Search this blog


Wednesday, April 27, 2011

Creamy Broccoli Shells

Isn't broccoli delicious? Especially when it's mixed with cheese and pasta!!! I was initially going for Jessica's Broccoli and Cheese Campanelle but didn't quite make it here for lack of cheddar and jack, and my use of the hand blender (love that thing!)
1 head broccoli, cut into florets
1 onion, diced
3 cloves garlic, crushed
1 tsp paprika
1 tbsp dried basil
fresh ground pepper
1 1/2 cups broth
2 tbsp cream cheese (yay I found cream cheese here!)
1 handful shredded swiss (or jack or cheddar)
freshly grated parmesan
some ham or cooked chopped bacon or chicken
500g pasta shells (I used gnocchi)
1. In a heavy based pan, sautée the onions and garlic in the EVOO until translucent, and add the broccoli, paprika, and basil. Stir around until nicely colored. While doing this, start boiling your water for the pasta.
2. Pour in the broth (broccoli should not be drowning.. just 3/4 covered in broth) and let simmer until broccoli is tender (10-15 minutes?).
3. Use an immersible hand blender to blend the mixture until smooth. Stir in the cream cheese and let simmer until sauce is of desired thickness. Add the meat, shredded swiss, and fresh ground pepper and heat through. If too thick, add more broth. Taste and adjust the seasoning.
4. When pasta is done cooking, drain and toss with the sauce.

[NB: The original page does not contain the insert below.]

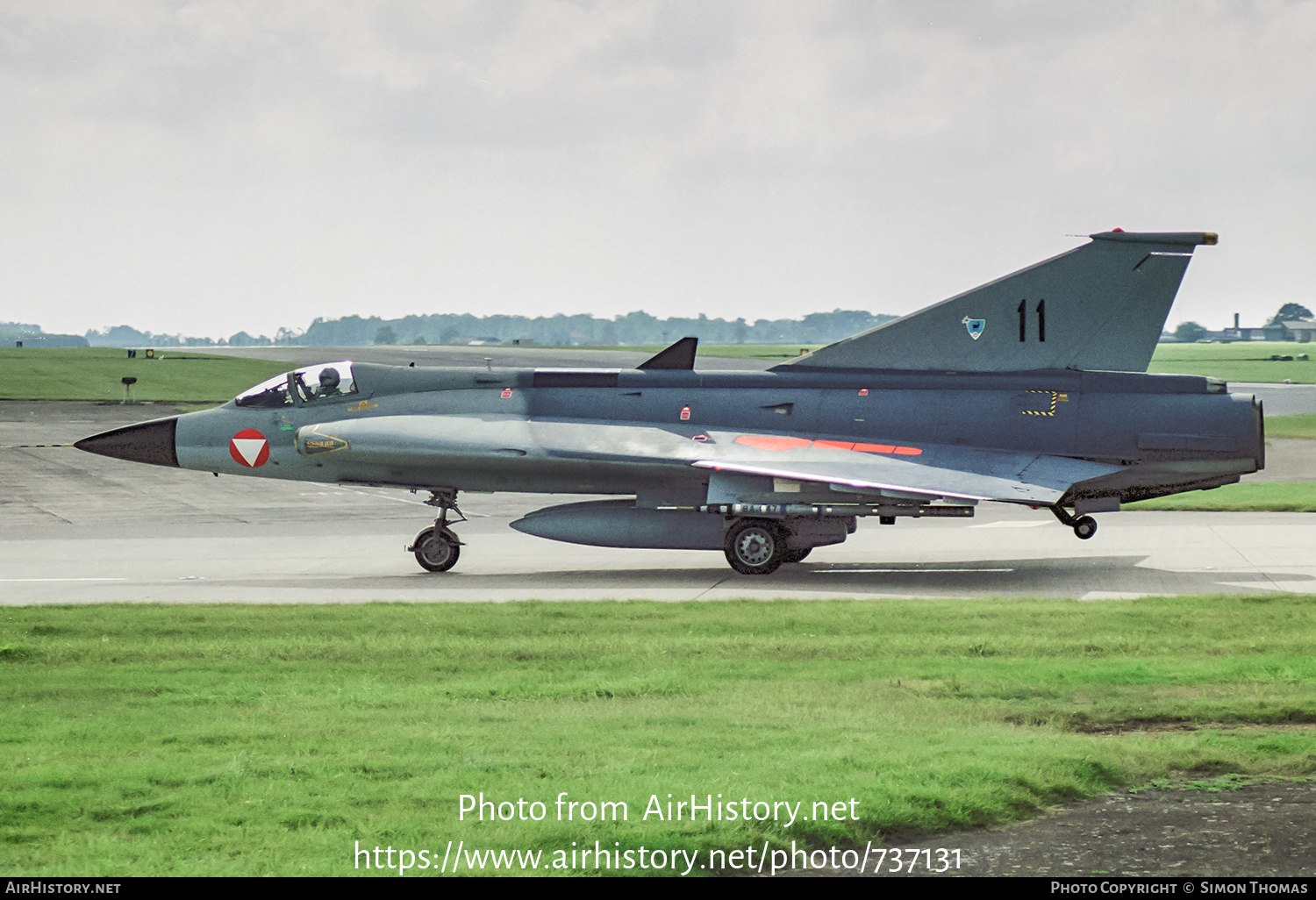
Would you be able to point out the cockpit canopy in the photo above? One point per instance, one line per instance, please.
(312, 384)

Serve with some freshly grated parmesan and some delicious bread for cleaning up the plate!
Print Friendly and PDF


  1. umm I posted a comment on this last night...but I'll post again...I made this last night, finally a Steph reciepe that doesn't scare me! ;) However, I am not sure I did it correctly, nonetheless it was still delish!

  2. aww my recipes shouldn't scare you! What did you do differently on this one?

  3. I will post it and let you know...#REMIX!